The village of Fayette is located in central Gorham Township.

==Name and history==
It is the only Gorham Township statewide.

==Government==
The township is governed by a three-member board of trustees, who are elected in November of odd-numbered years to a four-year term beginning on the following January 1. Two are elected in the year after the presidential election and one is elected in the year before it. There is also an elected township fiscal officer, who serves a four-year term beginning on April 1 of the year after the election, which is held in November of the year before the presidential election.
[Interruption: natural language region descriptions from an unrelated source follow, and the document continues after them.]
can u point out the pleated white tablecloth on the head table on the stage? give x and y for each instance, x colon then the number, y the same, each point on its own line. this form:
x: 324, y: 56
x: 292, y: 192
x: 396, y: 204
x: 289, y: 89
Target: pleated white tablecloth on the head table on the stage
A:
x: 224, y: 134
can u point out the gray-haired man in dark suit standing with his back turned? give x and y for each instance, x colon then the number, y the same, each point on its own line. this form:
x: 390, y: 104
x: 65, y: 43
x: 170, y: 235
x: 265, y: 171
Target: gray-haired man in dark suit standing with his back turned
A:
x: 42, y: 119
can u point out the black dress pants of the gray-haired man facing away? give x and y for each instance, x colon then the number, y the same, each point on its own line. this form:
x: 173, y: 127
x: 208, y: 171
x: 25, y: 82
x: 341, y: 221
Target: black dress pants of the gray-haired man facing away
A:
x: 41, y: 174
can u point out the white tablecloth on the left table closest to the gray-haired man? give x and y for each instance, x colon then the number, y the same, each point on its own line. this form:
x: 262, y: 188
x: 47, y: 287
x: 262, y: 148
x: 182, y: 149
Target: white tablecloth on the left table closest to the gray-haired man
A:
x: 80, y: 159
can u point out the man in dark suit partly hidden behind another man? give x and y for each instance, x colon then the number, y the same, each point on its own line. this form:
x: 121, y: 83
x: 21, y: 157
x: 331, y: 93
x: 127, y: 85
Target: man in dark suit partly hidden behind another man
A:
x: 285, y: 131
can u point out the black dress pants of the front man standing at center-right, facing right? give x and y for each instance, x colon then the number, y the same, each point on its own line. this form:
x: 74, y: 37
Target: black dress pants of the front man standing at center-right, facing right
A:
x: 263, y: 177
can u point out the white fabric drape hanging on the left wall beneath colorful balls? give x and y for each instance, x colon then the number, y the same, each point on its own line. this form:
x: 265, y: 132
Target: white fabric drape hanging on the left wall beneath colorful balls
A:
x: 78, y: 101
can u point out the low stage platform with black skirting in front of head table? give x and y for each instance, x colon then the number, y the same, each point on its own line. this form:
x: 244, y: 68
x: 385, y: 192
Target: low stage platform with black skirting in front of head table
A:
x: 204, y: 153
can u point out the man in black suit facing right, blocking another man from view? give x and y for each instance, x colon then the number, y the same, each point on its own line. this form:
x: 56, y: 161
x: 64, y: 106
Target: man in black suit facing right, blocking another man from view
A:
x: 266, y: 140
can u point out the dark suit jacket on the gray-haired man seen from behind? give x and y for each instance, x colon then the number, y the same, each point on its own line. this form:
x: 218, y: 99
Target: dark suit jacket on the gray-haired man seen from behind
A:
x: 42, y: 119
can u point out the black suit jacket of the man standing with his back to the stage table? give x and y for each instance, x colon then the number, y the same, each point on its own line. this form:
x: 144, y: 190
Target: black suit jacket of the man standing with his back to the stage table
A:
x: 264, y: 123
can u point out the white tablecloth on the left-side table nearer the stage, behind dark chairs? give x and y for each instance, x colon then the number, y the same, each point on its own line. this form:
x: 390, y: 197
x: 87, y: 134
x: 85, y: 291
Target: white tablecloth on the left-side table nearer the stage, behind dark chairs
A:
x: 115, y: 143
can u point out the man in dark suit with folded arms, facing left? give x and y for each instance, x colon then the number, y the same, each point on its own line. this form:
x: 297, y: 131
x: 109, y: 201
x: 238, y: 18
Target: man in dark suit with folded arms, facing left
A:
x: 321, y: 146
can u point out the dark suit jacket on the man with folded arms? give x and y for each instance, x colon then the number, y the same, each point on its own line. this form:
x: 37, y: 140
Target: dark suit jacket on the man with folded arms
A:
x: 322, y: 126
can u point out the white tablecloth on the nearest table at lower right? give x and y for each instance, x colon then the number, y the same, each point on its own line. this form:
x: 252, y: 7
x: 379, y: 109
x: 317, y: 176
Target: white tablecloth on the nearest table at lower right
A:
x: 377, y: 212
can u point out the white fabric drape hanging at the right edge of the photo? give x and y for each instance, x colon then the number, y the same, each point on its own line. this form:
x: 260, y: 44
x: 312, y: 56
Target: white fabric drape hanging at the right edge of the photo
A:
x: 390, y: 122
Vacancies in the fiscal officership or on the board of trustees are filled by the remaining trustees.

==Attractions==

Harrison Lake State Park is located in the township.

==Public services==

===Public Schools===

Students from the township are served by the following public local school district:

- Fayette Local School District

===Mail===

Mail is delivered in the township by the following U.S. Post Office locations:

- Fayette, Ohio 43521
- West Unity, Ohio 43570

===Telephone===

Most of the township lies within the Fayette telephone exchange, which is served by Frontier North, with telephone numbers using the following Numbering Plan Codes:

- 419-237
- 419-500
- 567-404

An eastern portion of the township is part of the Chesterfield telephone exchange, which is served by Windstream Ohio, with telephone numbers using the following code:

- 419-452

A small southeastern area is served by the Wauseon exchange, which is provided by UTO (United Telephone Company of Ohio,) doing business as CenturyLink, with the following codes:

- 419-330
- 419-335
- 419-337
- 419-388
- 419-404
- 419-583
- 419-590

===Electric===

Toledo Edison and Midwest Energy Cooperative serves the township with electricity.